Combating the Persistent Data Problem
Despite these advancements, progress in many AI-driven biotech systems ultimately confronts a significant data challenge. Accurately modeling the intricate edge cases of human biology demands a far greater volume of high-quality data than researchers currently possess. Aliper acknowledged this, stating, "We still need more ground truth data coming from patients. The corpus of data is heavily biased over the western world, where it is generated. I think we need to have more efforts locally, to have a more balanced set of original data, or ground truth data, so that our models will also be more capable of dealing with it." Insilico addresses this by operating automated labs that generate multi-layer biological data from disease samples at scale, without human intervention, which is then fed into its AI-driven discovery platform.
Zhu offered a different perspective on data, suggesting that much of what AI needs already exists within the human body, shaped by millennia of evolution.
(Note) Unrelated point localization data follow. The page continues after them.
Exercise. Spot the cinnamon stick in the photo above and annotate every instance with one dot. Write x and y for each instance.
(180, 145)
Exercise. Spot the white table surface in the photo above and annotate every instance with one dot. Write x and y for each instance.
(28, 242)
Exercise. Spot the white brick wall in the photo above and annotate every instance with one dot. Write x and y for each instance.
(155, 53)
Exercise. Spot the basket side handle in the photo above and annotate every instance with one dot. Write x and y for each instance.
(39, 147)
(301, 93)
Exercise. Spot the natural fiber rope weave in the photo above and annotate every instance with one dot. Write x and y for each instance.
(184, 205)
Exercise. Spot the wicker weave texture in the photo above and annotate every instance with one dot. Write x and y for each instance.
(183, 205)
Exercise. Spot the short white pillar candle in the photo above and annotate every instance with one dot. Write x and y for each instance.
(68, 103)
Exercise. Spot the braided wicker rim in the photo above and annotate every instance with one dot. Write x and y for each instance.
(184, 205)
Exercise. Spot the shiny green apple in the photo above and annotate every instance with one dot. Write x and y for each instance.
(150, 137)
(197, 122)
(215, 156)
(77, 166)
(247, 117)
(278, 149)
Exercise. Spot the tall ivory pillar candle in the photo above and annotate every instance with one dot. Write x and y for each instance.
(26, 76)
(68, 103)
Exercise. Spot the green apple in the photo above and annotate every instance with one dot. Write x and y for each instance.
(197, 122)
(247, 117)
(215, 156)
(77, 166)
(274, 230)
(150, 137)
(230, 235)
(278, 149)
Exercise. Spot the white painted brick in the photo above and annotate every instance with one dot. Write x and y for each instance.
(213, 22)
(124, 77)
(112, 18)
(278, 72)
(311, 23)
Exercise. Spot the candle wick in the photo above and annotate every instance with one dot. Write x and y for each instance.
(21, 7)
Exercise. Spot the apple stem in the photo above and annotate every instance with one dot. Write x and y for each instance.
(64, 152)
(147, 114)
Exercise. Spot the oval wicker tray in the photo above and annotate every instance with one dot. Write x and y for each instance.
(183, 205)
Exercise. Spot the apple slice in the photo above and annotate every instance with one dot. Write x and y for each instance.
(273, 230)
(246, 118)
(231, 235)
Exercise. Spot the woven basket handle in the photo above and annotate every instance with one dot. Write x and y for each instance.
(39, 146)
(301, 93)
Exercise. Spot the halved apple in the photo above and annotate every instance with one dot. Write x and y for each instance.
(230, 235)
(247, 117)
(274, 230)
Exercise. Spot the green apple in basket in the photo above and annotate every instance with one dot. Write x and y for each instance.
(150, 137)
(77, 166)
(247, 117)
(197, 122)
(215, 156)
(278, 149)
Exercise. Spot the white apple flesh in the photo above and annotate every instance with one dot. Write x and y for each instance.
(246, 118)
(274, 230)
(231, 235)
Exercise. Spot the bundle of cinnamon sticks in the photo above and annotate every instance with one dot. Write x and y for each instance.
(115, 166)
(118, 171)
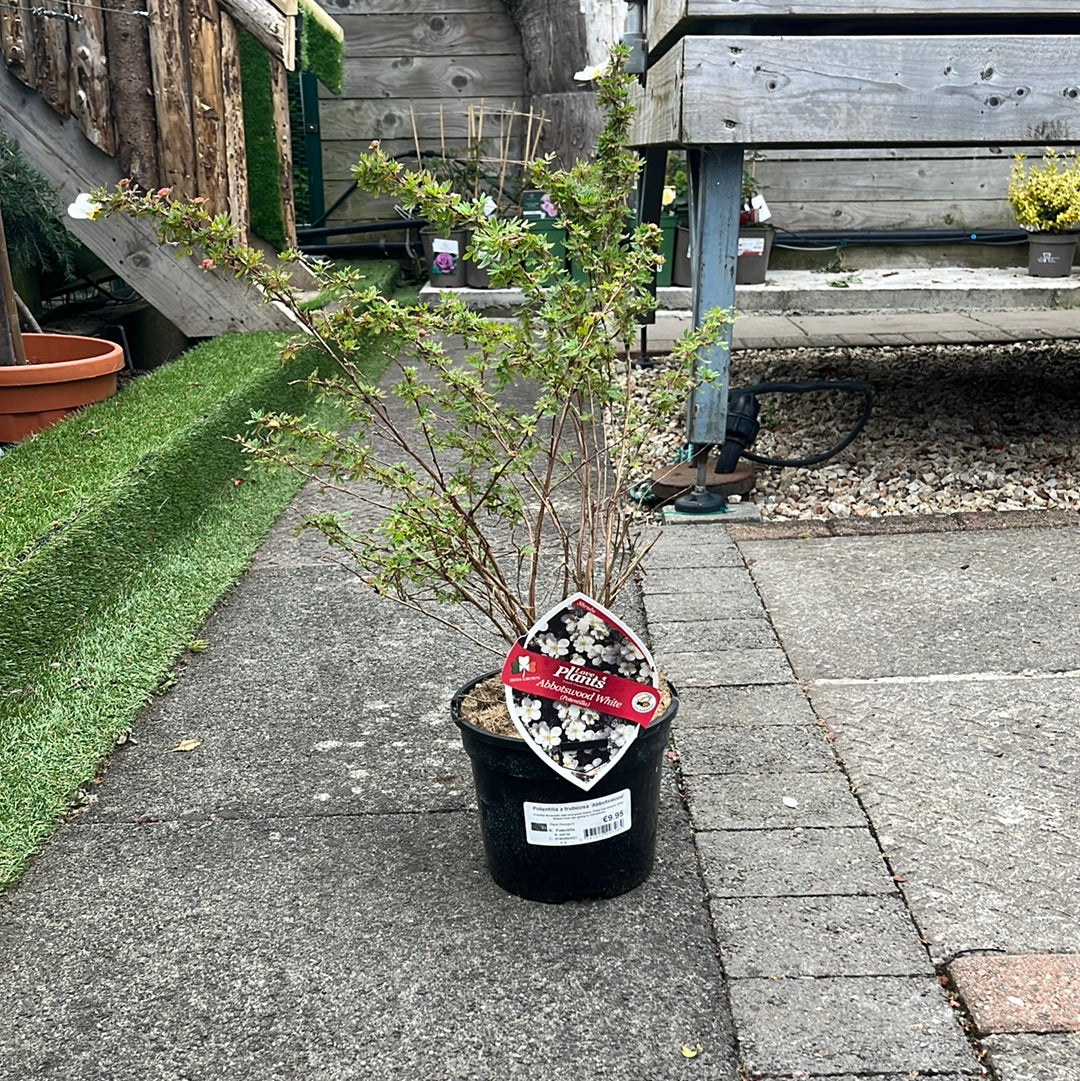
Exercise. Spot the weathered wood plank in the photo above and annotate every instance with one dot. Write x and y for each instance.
(90, 81)
(345, 8)
(664, 15)
(887, 214)
(863, 91)
(172, 97)
(479, 34)
(910, 178)
(439, 77)
(200, 304)
(128, 48)
(236, 158)
(337, 158)
(16, 41)
(202, 26)
(268, 25)
(51, 63)
(279, 98)
(360, 120)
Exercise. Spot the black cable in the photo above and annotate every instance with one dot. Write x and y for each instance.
(847, 386)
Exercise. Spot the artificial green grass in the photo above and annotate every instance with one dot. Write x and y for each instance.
(321, 49)
(261, 144)
(120, 529)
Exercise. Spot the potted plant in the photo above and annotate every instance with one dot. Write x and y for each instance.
(755, 236)
(42, 376)
(497, 495)
(1045, 200)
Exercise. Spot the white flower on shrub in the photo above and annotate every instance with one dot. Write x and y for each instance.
(590, 72)
(548, 737)
(575, 730)
(530, 709)
(552, 646)
(84, 208)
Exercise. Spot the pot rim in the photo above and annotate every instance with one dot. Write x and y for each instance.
(501, 741)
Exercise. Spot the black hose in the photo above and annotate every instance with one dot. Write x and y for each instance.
(847, 386)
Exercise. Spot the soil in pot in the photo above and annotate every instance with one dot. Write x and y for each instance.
(544, 838)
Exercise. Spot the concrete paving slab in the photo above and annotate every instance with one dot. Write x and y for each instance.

Only a small fraction of DNA directly "codes" for proteins; the majority acts as an intricate instruction manual for gene behavior. While historically challenging for humans to interpret, this information is becoming increasingly accessible to AI models, including recent initiatives like Google DeepMind’s AlphaGenome. GenEditBio applies a similar principle in its labs, testing thousands of delivery nanoparticles in parallel rather than sequentially. The resulting datasets, which Zhu describes as "gold for AI systems," are used to train their models and support growing collaborations with external partners.
Looking ahead, Aliper believes one of the next major endeavors will be the creation of digital twins of humans to conduct virtual clinical trials, a process he admits is "still in nascence." He concluded with a hopeful outlook: "We’re in a plateau of around 50 drugs approved by the FDA annually, and we need to see growth. There is a rise in chronic disorders because we are aging as a global population… My hope is in 10 to 20 years, we will have more therapeutic options for the personalized treatment of patients."